ところがここに、母は子を絶対に救い得ず、子も母を絶対に救い得ない三つの場合がある。それは、老いの恐れと、病の恐れと、死の恐れの襲い来たったときのことである。
母の老いゆくのを、子はどのようにしてこれに代わることができるであろうか。この病む姿のいじらしさに泣いても、母はどうして代わって病むことができよう。子供の死、母の死、いかに母子であっても、どうしても代わりあうことはできない。いかに深く愛し合っている母子でも、こういう場合には絶対に助けあうことはできないのである。

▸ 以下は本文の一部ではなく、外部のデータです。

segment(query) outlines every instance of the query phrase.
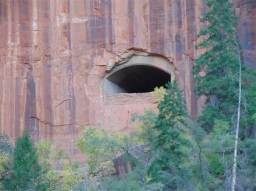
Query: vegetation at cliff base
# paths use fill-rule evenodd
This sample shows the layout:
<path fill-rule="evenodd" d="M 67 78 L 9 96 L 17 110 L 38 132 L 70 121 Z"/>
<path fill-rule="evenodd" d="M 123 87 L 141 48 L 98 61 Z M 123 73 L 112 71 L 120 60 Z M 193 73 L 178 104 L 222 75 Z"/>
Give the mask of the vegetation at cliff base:
<path fill-rule="evenodd" d="M 77 146 L 84 161 L 28 131 L 14 147 L 0 135 L 0 189 L 255 190 L 256 71 L 245 65 L 228 0 L 207 0 L 196 48 L 194 91 L 206 102 L 187 112 L 177 79 L 157 87 L 158 111 L 133 114 L 134 128 L 90 126 Z"/>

、人間世界において悪事をなし、死んで地獄に落ちた罪人に、閻魔【えんま】王が尋ねた。「おまえは人間の世界にいたとき、三人の天使に会わなかったか。」「大王よ、わたくしはそのような方には会いません。」
「それでは、おまえは年老いて腰を曲げ、杖【つえ】にすがって、よぼよぼしている人を見なかったか。」「大王よ、そういう老人ならば、いくらでも見ました。」「おまえはその天使に会いながら、自分も老いゆくものであり、急いで善をなさなければならないと思わず、今日の報いを受けるようになった。」
「おまえは病にかかり、ひとりで寝起きもできず、見るも哀【あわ】れに、やつれはてた人を見なかったか。」「大王よ、そういう病人ならいくらでも見ました。」「おまえは病人というその天使に会いながら、自分も病【や】まなければならない者であることを思わず、あまりにもおろそかであったから、この地獄へくることになったのだ。」
「次に、おまえは、おまえの周囲で死んだ人を見なかったか。」
「大王よ、死人ならば、わたくしはいくらでも見てまいりました。」「おまえは死を警【いまし】め告げる天使に会いながら、死を思わず善をなすことを怠って、この報いを受けることになった。おまえ自身のしたことは、おまえ自身がその報いを受けなければならない。」